In classic compile languages we have a an input source -> preprocessor -> compiler -> linker -> outputs a binary. A linker is just taking code and sticking it together, it resolve the symbolic references into actual addresses. The compiler takes the language and converts it into code that the processor executes. By processor we’re not talking about hardware, the processors actually have their own small compilers that do translation into another lower language. But the idea is that you can walk through from your code to to the assembly and map the instructions together.
What is a language runtime and how do we implement it? The language runtime is the code that provides the environment for your code.

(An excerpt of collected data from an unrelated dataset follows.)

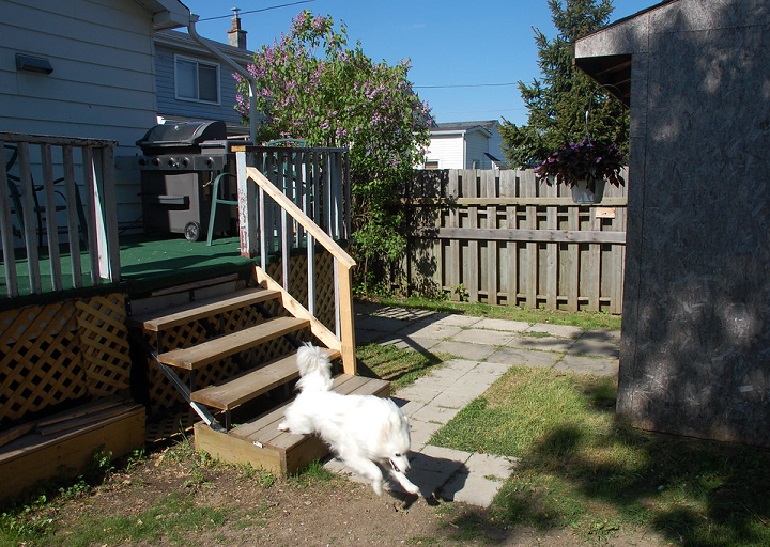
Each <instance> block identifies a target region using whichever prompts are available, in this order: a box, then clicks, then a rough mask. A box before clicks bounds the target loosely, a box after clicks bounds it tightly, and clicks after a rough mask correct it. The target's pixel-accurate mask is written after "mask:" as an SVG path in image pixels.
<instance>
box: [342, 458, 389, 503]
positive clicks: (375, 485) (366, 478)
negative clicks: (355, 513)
mask: <svg viewBox="0 0 770 547" xmlns="http://www.w3.org/2000/svg"><path fill="white" fill-rule="evenodd" d="M343 461H344V462H345V465H347V466H348V467H350V468H351V469H352V470H353V471H355V472H356V473H358V474H359V475H361V476H363V477H364V478H366V479H368V480H369V482H371V483H372V488H373V489H374V493H375V494H377V495H378V496H381V495H382V483H383V480H384V478H383V476H382V471H381V470H380V468H379V467H377V465H376V464H374V463H373V462H372V461H371V460H367V459H366V458H351V459H344V460H343Z"/></svg>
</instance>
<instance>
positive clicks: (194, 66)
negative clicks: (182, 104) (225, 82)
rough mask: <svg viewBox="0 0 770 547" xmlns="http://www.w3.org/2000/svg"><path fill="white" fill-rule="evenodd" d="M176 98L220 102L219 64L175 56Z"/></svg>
mask: <svg viewBox="0 0 770 547" xmlns="http://www.w3.org/2000/svg"><path fill="white" fill-rule="evenodd" d="M174 65H175V69H176V98H177V99H183V100H186V101H200V102H203V103H214V104H219V65H216V64H211V63H203V62H200V61H196V60H194V59H187V58H185V57H176V58H175V62H174Z"/></svg>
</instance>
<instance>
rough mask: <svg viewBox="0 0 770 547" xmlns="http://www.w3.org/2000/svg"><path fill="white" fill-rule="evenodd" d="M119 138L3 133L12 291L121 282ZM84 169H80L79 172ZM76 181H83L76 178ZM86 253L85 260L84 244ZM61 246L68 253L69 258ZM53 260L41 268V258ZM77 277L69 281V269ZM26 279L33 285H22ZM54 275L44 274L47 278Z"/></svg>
mask: <svg viewBox="0 0 770 547" xmlns="http://www.w3.org/2000/svg"><path fill="white" fill-rule="evenodd" d="M115 145H116V143H115V142H114V141H105V140H95V139H79V138H70V137H53V136H45V135H25V134H20V133H10V132H0V150H2V151H3V167H4V168H3V169H0V239H1V240H2V252H3V255H2V256H3V270H4V272H3V273H4V278H3V279H4V281H5V287H4V293H5V296H6V297H15V296H19V295H20V294H40V293H41V292H42V291H43V286H44V284H43V280H44V279H45V277H44V276H46V277H48V278H49V279H50V288H51V290H52V291H54V292H58V291H62V290H64V289H66V288H69V287H81V286H83V285H84V284H86V283H87V282H89V276H90V284H92V285H95V284H97V283H99V282H101V281H103V280H107V281H109V282H117V281H119V280H120V255H119V245H118V232H117V223H116V220H115V219H116V210H115V207H116V205H115V199H114V195H113V183H112V163H113V150H114V147H115ZM78 172H79V175H78V174H76V173H78ZM76 179H79V180H77V181H76ZM86 249H87V251H88V258H87V260H82V259H81V250H86ZM62 250H64V253H65V254H66V256H68V258H66V259H65V258H64V256H63V254H62ZM42 258H45V259H46V262H47V263H48V264H49V265H50V266H49V270H50V271H49V272H43V271H41V259H42ZM65 272H66V274H67V275H71V280H69V279H68V280H67V282H66V283H65V279H64V275H65ZM24 278H27V279H28V283H22V280H23V279H24ZM47 283H48V279H46V284H47Z"/></svg>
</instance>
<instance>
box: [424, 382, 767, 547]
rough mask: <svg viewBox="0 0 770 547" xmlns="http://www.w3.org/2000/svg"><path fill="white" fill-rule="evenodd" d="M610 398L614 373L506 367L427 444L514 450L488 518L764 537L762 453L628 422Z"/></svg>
mask: <svg viewBox="0 0 770 547" xmlns="http://www.w3.org/2000/svg"><path fill="white" fill-rule="evenodd" d="M615 396H616V387H615V381H614V379H611V378H605V377H602V378H598V377H592V376H581V375H572V374H565V373H563V372H557V371H551V370H542V369H533V368H524V367H513V368H511V370H510V371H509V372H508V373H507V374H505V375H504V376H503V377H501V378H500V379H499V380H498V381H497V382H496V383H495V384H494V385H493V386H492V387H491V388H490V389H489V390H488V391H487V393H485V394H484V395H483V396H481V397H479V398H478V399H476V400H475V401H473V402H472V403H471V404H470V405H468V406H467V407H466V408H464V409H463V410H462V411H461V412H460V413H459V414H458V415H457V416H456V417H455V418H454V419H453V420H452V421H450V422H449V423H448V424H447V425H446V426H445V427H444V428H442V429H441V430H439V431H438V432H436V434H435V435H434V437H433V438H432V440H431V444H435V445H438V446H444V447H448V448H455V449H458V450H466V451H471V452H473V451H481V452H489V453H493V454H498V455H507V456H515V457H520V458H522V461H521V465H520V467H519V468H518V469H517V470H516V471H515V473H514V474H513V476H512V477H511V478H510V479H509V480H508V481H507V482H506V484H505V486H504V487H503V488H502V489H501V491H500V492H499V493H498V495H497V497H496V500H495V504H494V506H493V508H492V510H491V512H490V515H489V517H488V518H489V519H491V520H493V521H495V522H496V523H498V524H499V523H506V524H508V525H511V526H515V525H528V526H536V527H542V528H552V527H570V528H573V529H576V530H578V531H579V532H581V533H582V534H583V535H584V536H585V537H587V538H590V537H606V538H610V537H611V536H612V535H613V534H614V533H615V532H617V531H618V530H622V529H624V528H626V529H639V528H642V529H648V530H652V531H655V532H657V533H658V534H660V535H662V536H663V537H665V538H666V539H668V540H670V541H672V542H674V543H675V544H682V545H693V546H695V545H697V546H715V547H716V546H728V545H729V546H737V545H746V546H749V545H770V526H768V524H769V521H768V519H769V518H770V496H768V492H770V478H768V474H767V469H768V467H769V466H770V453H768V451H766V450H759V449H756V448H751V447H745V446H740V445H734V444H728V443H716V442H709V441H702V440H695V439H687V438H682V437H674V436H665V435H655V434H650V433H645V432H643V431H640V430H637V429H632V428H628V427H624V426H622V425H620V424H618V423H617V422H616V420H615Z"/></svg>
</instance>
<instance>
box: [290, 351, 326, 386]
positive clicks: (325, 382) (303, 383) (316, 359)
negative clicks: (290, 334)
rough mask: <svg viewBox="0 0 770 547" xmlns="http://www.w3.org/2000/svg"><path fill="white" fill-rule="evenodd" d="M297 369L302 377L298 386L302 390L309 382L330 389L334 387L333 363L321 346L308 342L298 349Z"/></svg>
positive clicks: (313, 384)
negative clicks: (317, 346) (321, 349)
mask: <svg viewBox="0 0 770 547" xmlns="http://www.w3.org/2000/svg"><path fill="white" fill-rule="evenodd" d="M297 370H298V371H299V375H300V379H299V381H298V382H297V387H298V388H299V389H300V390H302V389H304V388H305V387H307V386H308V385H309V384H311V383H312V385H313V386H314V387H316V388H320V389H324V390H329V389H331V387H332V384H333V380H332V377H331V363H330V362H329V357H328V356H327V355H326V353H324V352H323V351H322V350H321V348H319V347H316V346H313V345H311V344H310V342H307V343H306V344H304V345H303V346H301V347H300V348H299V349H298V350H297Z"/></svg>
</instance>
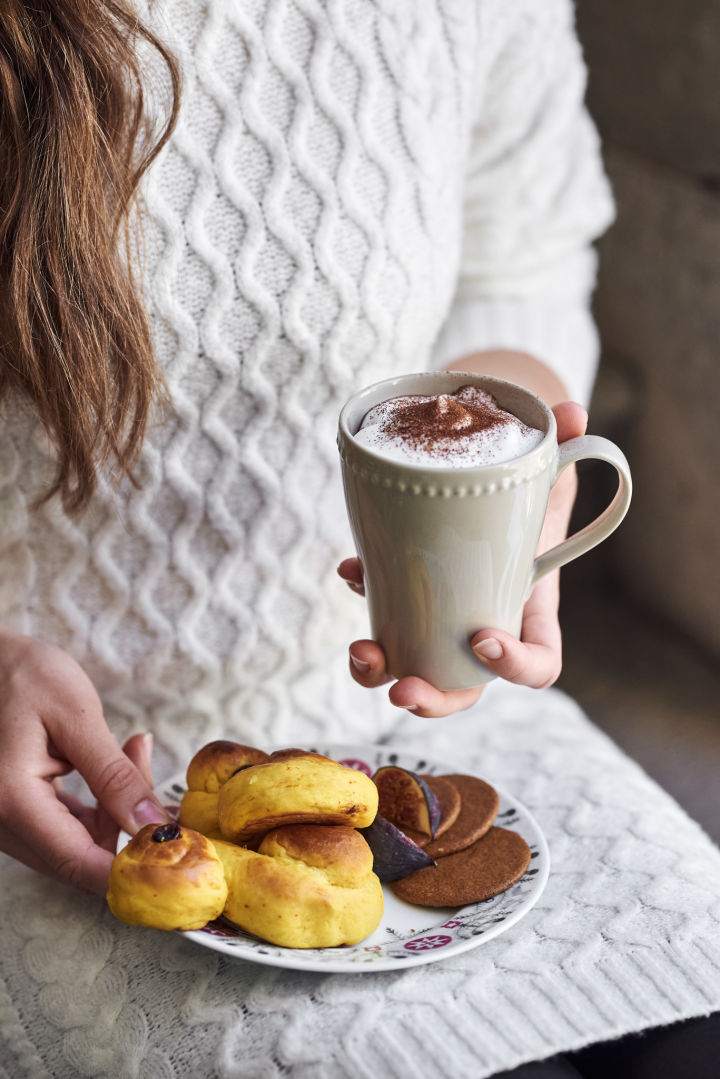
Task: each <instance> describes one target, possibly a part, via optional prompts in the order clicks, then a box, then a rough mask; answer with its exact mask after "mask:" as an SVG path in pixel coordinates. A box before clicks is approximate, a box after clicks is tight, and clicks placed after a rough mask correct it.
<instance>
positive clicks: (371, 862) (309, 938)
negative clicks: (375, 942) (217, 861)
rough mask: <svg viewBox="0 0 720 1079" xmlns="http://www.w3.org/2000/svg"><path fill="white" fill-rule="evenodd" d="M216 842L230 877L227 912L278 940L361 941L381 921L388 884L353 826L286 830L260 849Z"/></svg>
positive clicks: (298, 941) (296, 825)
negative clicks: (373, 872)
mask: <svg viewBox="0 0 720 1079" xmlns="http://www.w3.org/2000/svg"><path fill="white" fill-rule="evenodd" d="M313 832H314V833H317V834H316V835H315V836H314V837H313V835H312V834H311V833H313ZM215 846H216V850H217V852H218V855H219V857H220V858H221V860H222V863H223V865H225V872H226V877H227V880H228V900H227V903H226V907H225V914H226V916H227V917H228V918H229V919H230V920H231V921H234V923H235V925H239V926H241V928H243V929H245V930H247V932H252V933H255V934H256V935H257V937H261V938H262V939H263V940H267V941H270V942H271V943H272V944H279V945H281V946H283V947H336V946H338V945H340V944H356V943H357V942H358V941H362V940H364V939H365V938H366V937H368V935H369V934H370V933H371V932H372V931H373V930H375V929H377V927H378V925H379V924H380V920H381V918H382V912H383V898H382V886H381V884H380V880H379V879H378V877H377V876H376V875H375V873H372V870H371V866H372V853H371V851H370V849H369V847H367V844H366V842H365V839H364V838H363V836H362V835H359V834H358V833H357V832H355V831H354V830H353V829H349V828H341V827H328V828H325V827H323V825H311V824H307V825H293V827H287V828H282V829H277V830H276V831H273V832H271V833H270V834H269V835H267V836H266V837H264V838H263V841H262V843H261V844H260V847H259V849H258V851H257V852H256V851H253V850H247V849H246V848H244V847H237V846H235V845H234V844H232V843H226V842H223V841H219V842H216V844H215ZM363 848H367V850H365V849H363Z"/></svg>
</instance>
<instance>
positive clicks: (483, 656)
mask: <svg viewBox="0 0 720 1079" xmlns="http://www.w3.org/2000/svg"><path fill="white" fill-rule="evenodd" d="M473 652H474V653H475V655H476V656H477V658H478V659H501V658H502V654H503V646H502V644H501V643H500V641H497V640H495V639H494V637H488V638H487V640H485V641H480V642H479V643H478V644H476V645H474V647H473Z"/></svg>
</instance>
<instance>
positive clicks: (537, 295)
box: [435, 0, 613, 404]
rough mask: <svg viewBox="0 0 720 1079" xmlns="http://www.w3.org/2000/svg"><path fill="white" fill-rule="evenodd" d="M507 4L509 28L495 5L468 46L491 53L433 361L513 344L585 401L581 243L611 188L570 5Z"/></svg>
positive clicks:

Ex: we expect command line arguments to be loaded to main, something has to do that. So any language higher than assembly has some sort of language runtime.
In most languages, apart from C, we don’t have direct access to resources. There is a language runtime in C but it’s very lightweight and is mostly before main is called. In C, the code that runs doesn’t start at the beginning of main, there are a whole bunch of system calls done automatically before main runs. Once you’re actually running C, you’re basically running directly on the hardware so there isn’t abstraction but most other languages aren’t like that.
Most other languages, classically, used an interpreter. An interpreter is similar to a shell prompt, it takes instructions line by line, interprets it, and then send it to run. Advantageous because it’s not very complex, just like a big set of case statements. Allows for fine grain control, like array bounds checking, but we loose efficiency because it’s going line by line.
Can we get safety and efficiency? Just in time (JIT) compilation is doing compilation in chunks as you go. But compiling is slow so we get around this by having multiple compilers. Compilation is not optimization, but we can do optimizations especially for loops. By using JIT, modern languages can get close to C’s speed.
Checking code at runtime isn’t efficient but the JIT compilers can guarantee some things so we don’t need to check them. But there can be bugs here and getting around them gives an attack C-like power. So how do we handle this? Instead of a compiler producing a binary, it produces byte code which is then run through a JIT to be translated into machine code. You can annotate your byte code with restrictions and context and the JIT will enforce the safety with this information and do optimization.
In this context, what is sandboxing? Isolating code, limiting access kind of like a process. How do we implement this? Sandboxing is a goal, there’s no implementation specific details associated. NaCl (Native Client) runs X86 machine code in the browser but sandboxes it. Have something that makes sure the code is safe, removes instructions that violate rules, before running it. But they need to be more portable so they made pNaCl that runs byte code. Was standardized into web assembly. Lesson: sandboxing is not a technology, it’s a goal that wants to limit access, usually by filtering, maybe CPU help, etc.
What do we mean when we say that OSs sandbox apps? OS virtualization is at the heart of apps on mobiles and containers of servers. In the system model, it’s like putting a box around process(es). Disadvantage, kernels weren’t designed to do resource isolation, so resource sharing is complicated.